According to Max Zanan, it's only a matter of time before purchasing a car is akin to ordering a pizza – a few swipes of your finger on your smartphone and the product arrives at your door moments later. Zanan is the CEO and co-founder of IDDS Group, a consulting firm whose specialty is car retailers, explained the Boston Globe. He believes that the popularity of quick and easy Internet sales, which has already spread to most major industries, will soon have an important place in the world of car buying.
"Consumers already research dealerships online."
Although initially it might seem irresponsible or even downright crazy to buy a car without visiting a dealership, Zanan explained to the Globe that most people are essentially doing this already. It's rare for someone to arrive at a car dealership with no idea what he or she wants in terms of features, models, pricing and even colors. Most consumers spend hours researching automotive brands, car dealership reviews and even specific salesmen before getting off the Internet and setting foot in a brick-and-mortar store.

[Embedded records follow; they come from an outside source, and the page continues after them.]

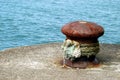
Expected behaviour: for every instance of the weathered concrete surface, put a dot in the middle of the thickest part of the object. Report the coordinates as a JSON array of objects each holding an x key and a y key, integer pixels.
[{"x": 41, "y": 62}]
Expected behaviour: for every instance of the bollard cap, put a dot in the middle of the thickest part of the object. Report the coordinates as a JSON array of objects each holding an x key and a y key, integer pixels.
[{"x": 82, "y": 29}]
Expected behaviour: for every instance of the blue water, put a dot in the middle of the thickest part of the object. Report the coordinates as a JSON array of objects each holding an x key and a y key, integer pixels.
[{"x": 30, "y": 22}]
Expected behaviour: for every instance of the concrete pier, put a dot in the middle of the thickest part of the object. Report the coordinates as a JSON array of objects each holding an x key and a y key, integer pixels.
[{"x": 42, "y": 62}]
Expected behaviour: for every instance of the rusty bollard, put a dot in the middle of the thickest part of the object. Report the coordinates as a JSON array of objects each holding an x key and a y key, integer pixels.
[{"x": 81, "y": 44}]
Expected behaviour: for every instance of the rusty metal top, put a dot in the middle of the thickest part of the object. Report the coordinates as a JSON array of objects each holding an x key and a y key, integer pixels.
[{"x": 82, "y": 29}]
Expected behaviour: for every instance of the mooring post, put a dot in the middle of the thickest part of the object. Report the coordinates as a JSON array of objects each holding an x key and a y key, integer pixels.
[{"x": 81, "y": 44}]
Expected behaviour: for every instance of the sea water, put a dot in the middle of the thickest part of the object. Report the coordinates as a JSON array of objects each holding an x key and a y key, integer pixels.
[{"x": 30, "y": 22}]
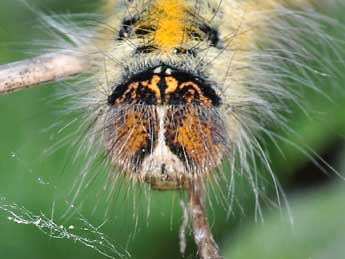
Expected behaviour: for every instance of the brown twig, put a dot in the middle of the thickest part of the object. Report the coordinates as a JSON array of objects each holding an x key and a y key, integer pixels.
[
  {"x": 42, "y": 69},
  {"x": 207, "y": 247}
]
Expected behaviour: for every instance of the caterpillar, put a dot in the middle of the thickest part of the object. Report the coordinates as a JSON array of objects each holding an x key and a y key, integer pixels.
[{"x": 182, "y": 91}]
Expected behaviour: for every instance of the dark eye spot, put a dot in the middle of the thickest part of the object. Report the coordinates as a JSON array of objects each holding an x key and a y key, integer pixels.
[
  {"x": 212, "y": 34},
  {"x": 185, "y": 51},
  {"x": 126, "y": 27}
]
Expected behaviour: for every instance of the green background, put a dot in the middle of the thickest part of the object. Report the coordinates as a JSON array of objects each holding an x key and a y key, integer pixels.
[{"x": 33, "y": 176}]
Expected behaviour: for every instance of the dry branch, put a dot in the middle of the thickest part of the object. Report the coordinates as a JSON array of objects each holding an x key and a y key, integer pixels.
[
  {"x": 207, "y": 247},
  {"x": 42, "y": 69}
]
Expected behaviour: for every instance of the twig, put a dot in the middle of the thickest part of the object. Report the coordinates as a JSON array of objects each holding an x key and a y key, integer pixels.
[
  {"x": 42, "y": 69},
  {"x": 207, "y": 247}
]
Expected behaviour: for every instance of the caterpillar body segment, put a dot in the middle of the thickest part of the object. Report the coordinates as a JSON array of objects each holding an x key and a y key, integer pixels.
[{"x": 181, "y": 86}]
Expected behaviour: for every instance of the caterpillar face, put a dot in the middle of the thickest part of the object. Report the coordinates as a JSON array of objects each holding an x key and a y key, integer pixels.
[{"x": 163, "y": 122}]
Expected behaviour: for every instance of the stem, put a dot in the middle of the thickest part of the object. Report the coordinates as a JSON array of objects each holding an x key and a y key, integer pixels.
[
  {"x": 42, "y": 69},
  {"x": 207, "y": 247}
]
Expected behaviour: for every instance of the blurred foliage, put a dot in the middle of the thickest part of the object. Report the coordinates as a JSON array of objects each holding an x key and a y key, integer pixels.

Zanan noted that it's simple to find quality information about vehicles and dealers online, so many customers take advantage of websites before heading out to shop. Zanan's organization simply wants to take it a step further. Not only will buyers be able to get all the info they need about potential vehicles, but they'll also be able to sign papers and review contracts and bills online. He recognizes that test drives will likely still be necessities for most people, so he hopes to apply the pizza delivery analogy to this process as well – consumers will just click to request a trial, and a salesman will arrive at their doorsteps with a tester vehicle a little while later.
Internet purchases will extend to all areas of car industry
IDDS is confident that digital selling platforms are the future of automotive sales, whether for entire cars or just pieces. The consulting firm recently came out in support of Larry H. Miller Dealerships, an organization that's started selling car parts directly to consumers from its website. Zanan explained in an IDDS article that offering online services like this is absolutely essential for car dealers looking to remain relevant and cutting-edge.
"There are so many different things that a car dealer can do, but first and foremost, they need to concentrate on customer retention. So, the dealers that are extremely successful with parts and service start their process in sales," said Zanan.